«Junto aos rios de Babilónia me sentei,
a meditar no que diziam sobre Sião»
(paráfrase do Salmo 137,1)
1 –
Pelo que investiguei sobre KÉRIGMA, trata-se de uma
«proclamação oral» - não exposição teórica, mas um anúncio
importante, chamada de atenção ou alerta. No caso do Cristianismo,
proclama-se, por ex., Jesus Cristo crucificado e «vivo»; e o
«arauto» tem que mostrar que vive o que proclama.
2 –
Cada «ARAUTO» deve aproveitar o seu próprio estilo e
cultura. Por isso, foi necessária, desde o princípio, uma exposição
simples e concisa do núcleo da mensagem: confissão ou «símbolo da
fé». O grande critério de verdade da mensagem é querer «amar os
outros»; «amar a Deus» aponta para o desejo de querer sempre o que
vale mais a pena, não se ficar pelo muito que já tenha feito em prol
da «grande casa humana»; é confiar no «Deus vivo» e não no
«Deus dinheiro»; é investir o dinheiro no bem-estar de todos.

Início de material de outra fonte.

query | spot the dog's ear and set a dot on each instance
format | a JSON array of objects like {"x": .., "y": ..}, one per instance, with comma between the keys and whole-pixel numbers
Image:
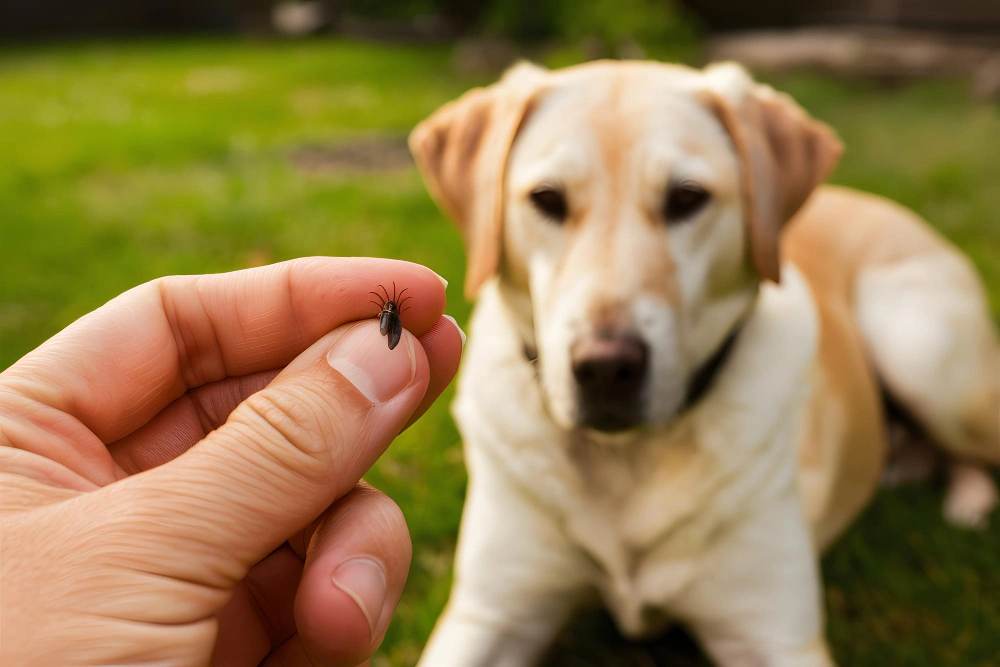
[
  {"x": 461, "y": 152},
  {"x": 784, "y": 154}
]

Os
Actos dos Apóstolos (2,42-47) construíram a imagem idílica de uma
sociedade de «bem-estar» como resultado da «encarnação» deste
critério de verdade; essa imagem também forma um «kérigma» agradável
de ouvir, pois fortifica a esperança de que construiremos uma
sociedade verdadeiramente humana, tendo a «boa nova» de Jesus Cristo
como alicerce do nosso projecto. Esta esperança, já manifesta nos
antigos profetas, pertence ao núcleo da mensagem cristã; e assim
contribuiu para o sucesso extraordinário do Cristianismo, juntamente
com outros factores ainda não suficientemente discutidos.
3 –
Que sentido tem proclamar um «Deus de Deus… gerado
não criado, consubstancial ao Pai…»? Ainda por cima, a terminologia
é muito próxima do gnosticismo histórico. Até KARL RAHNER propunha
um «novo credo», que exprimisse o núcleo da vida e proclamação de
Jesus Cristo (inserida na matriz judaica) e da nova relação entre
Homem e Deus. (Veja-se o «gnosticismo
actual» na encíclica GAUDETE ET EXULTATE)
4 –
Jesus proclamou que «querer o melhor» exige não
descansar «na Lei» (que até pode favorecer a corrupção). Nas
Bem-aventuranças e no «mistério» do «reino de Deus», nada está
definido, nem há rankings de classificação: proclamam a tensão
provocada pelo desafio de Deus aos Homens. As parábolas e muitas das
suas respostas são suficientemente enigmáticas para suscitar a
curiosidade, interesse, reflexão… pondo os ouvintes a «mexer por
dentro». Mas o «enigma da vida» era acompanhado de fé e esperança na
LIBERTAÇÃO das angústias da vida. E o núcleo da sua proclamação (a
forma simples do seu «credo») pode ser assim resumido: Deus é como
um pai que se alegra por viver com os filhos e por ver regressar os
que andam longe (ver artigo de MEIER no Nuevo Comentario Biblico
San Jeronimo). E juntá-los na mesma mesa (eucaristia).
5 –
Pelos tempos fora, os estilos e meios de proclamação
naturalmente adquirem novas formas. Os VALORES não são dogmas (e
estes são perigosos e abusados). Misturando artigos meus com o livro
do P. Tolentino, gostaria de anunciar «um Deus que dança connosco»,
sem nos impor o ritmo mas também sem pisarmos o outro…
6 –
Bons e maus seguidores de Cristo. Alguns viveram como
sendo possível comprar o Deus vivo com o Deus dinheiro. PÉSSIMOS
ARAUTOS, «cegos conduzindo cegos». Transformaram o DIÁLOGO de Jesus
num monólogo inquisitório, manietante e manipulador; defendem uma
doutrina fixista (medo do exercício da razão), imposta pela «banha
de cobra», pelo «assédio moral» e até pela força física e política.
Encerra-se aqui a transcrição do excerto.